South African politician (born 1951)

Happy Mamlili Blose (born 7 July 1951) is a South African politician who represented the African National Congress (ANC) in the KwaZulu-Natal Provincial Legislature nearly continuously between 1994 and 2019. She also served a brief term in the National Assembly from 2004 to 2006. She rose to prominence during apartheid as a leader of the women's movement in the Natal Midlands, where she chaired the regional branch of the ANC Women's League in the mid-1990s.

== Early life and activism ==
Blose was born on 7 July 1951. Before entering legislative politics, she was a domestic worker. During apartheid, she was active in the women's movement in the Midlands of KwaZulu-Natal (then the Natal Province), including as a leader of the influential Midland Women's Group in the 1980s. In the early 1990s, she was a key figure in the Natal Midlands branch of the ANC Women's League, which she went on to chair.

== Legislative career: 1994–2019 ==
In South Africa's first post-apartheid elections in 1994, Blose was elected to represent the ANC in the KwaZulu-Natal Provincial Legislature. She was re-elected to her seat in 1999. However, as the end of her second term approached, the Mail & Guardian reported that Blose had been significantly demoted on the ANC's party list for the 2004 general election, to the consternation of her supporters. She was ultimately nominated for election to the National Assembly, the lower house of the national Parliament, where she represented the KwaZulu-Natal constituency from 2004 to 2006. She resigned from the assembly on 7 August 2006 and was replaced by Mandla Mbili.

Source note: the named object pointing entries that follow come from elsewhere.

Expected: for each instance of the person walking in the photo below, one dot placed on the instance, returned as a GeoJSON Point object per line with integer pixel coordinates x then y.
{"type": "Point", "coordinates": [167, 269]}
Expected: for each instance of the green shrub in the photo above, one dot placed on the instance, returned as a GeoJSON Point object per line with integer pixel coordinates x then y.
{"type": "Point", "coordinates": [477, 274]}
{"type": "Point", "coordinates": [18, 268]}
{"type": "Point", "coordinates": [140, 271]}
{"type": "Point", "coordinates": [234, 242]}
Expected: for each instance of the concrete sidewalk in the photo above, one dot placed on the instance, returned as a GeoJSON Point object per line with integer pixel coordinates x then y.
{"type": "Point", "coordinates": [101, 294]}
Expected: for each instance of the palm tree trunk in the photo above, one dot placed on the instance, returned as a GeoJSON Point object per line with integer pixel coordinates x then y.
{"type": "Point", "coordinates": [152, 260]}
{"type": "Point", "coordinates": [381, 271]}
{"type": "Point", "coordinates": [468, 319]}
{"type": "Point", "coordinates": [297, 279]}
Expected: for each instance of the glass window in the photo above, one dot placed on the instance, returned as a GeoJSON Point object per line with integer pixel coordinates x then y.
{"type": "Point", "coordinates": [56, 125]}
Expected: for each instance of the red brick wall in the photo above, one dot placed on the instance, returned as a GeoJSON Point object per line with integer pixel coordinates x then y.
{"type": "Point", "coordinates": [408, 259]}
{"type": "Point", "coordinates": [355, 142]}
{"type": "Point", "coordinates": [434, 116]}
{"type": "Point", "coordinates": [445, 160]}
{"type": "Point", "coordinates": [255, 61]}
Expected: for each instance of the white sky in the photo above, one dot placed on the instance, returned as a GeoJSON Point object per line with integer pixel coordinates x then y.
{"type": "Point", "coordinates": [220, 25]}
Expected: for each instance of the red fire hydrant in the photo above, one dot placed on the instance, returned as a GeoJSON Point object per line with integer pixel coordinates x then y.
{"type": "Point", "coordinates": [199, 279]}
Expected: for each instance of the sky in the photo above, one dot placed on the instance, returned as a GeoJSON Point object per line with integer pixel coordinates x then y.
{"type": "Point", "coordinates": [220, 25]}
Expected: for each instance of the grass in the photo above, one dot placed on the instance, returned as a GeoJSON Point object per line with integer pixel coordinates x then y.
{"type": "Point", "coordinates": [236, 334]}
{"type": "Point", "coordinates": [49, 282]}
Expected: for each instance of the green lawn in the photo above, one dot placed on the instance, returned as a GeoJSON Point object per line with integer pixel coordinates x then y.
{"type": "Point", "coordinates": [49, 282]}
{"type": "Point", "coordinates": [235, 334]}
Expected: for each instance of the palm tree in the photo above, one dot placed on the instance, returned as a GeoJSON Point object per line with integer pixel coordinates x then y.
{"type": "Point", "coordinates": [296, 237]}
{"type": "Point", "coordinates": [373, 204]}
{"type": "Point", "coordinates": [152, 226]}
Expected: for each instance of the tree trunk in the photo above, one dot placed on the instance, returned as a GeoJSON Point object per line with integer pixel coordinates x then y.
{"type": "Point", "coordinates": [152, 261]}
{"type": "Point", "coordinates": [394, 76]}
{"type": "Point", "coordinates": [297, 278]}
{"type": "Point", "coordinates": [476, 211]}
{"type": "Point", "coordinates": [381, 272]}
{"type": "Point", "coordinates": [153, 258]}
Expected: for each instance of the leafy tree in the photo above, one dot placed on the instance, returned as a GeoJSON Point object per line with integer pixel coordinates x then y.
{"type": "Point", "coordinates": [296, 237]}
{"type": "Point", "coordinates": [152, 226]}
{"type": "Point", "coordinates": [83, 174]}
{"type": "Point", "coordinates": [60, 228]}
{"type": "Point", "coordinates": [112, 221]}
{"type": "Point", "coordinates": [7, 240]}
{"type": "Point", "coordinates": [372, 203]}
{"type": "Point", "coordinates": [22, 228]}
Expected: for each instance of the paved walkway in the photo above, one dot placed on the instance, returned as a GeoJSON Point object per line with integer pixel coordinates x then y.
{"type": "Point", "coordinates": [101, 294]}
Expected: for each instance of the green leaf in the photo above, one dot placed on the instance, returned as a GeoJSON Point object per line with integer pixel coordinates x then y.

Thereafter Blose returned to the KwaZulu-Natal Provincial Legislature, where she served the rest of her career. She was elected to full terms in 2009 and 2014, and also served for a period as Deputy Chairperson of Committees in the legislature. She left the provincial legislature after the 2019 general election.

== Personal life ==
One of Blose's sons, Sithembiso Mkhize, was an official in the national Department of Correctional Services; in 2003, his appointment was scrutinised by a commission of inquiry into nepotism allegations. Another of Blose's sons, Nathi, was his mother's official chauffeur while she served in the provincial legislature; they were in a car accident together in Pietermaritzburg in 2013.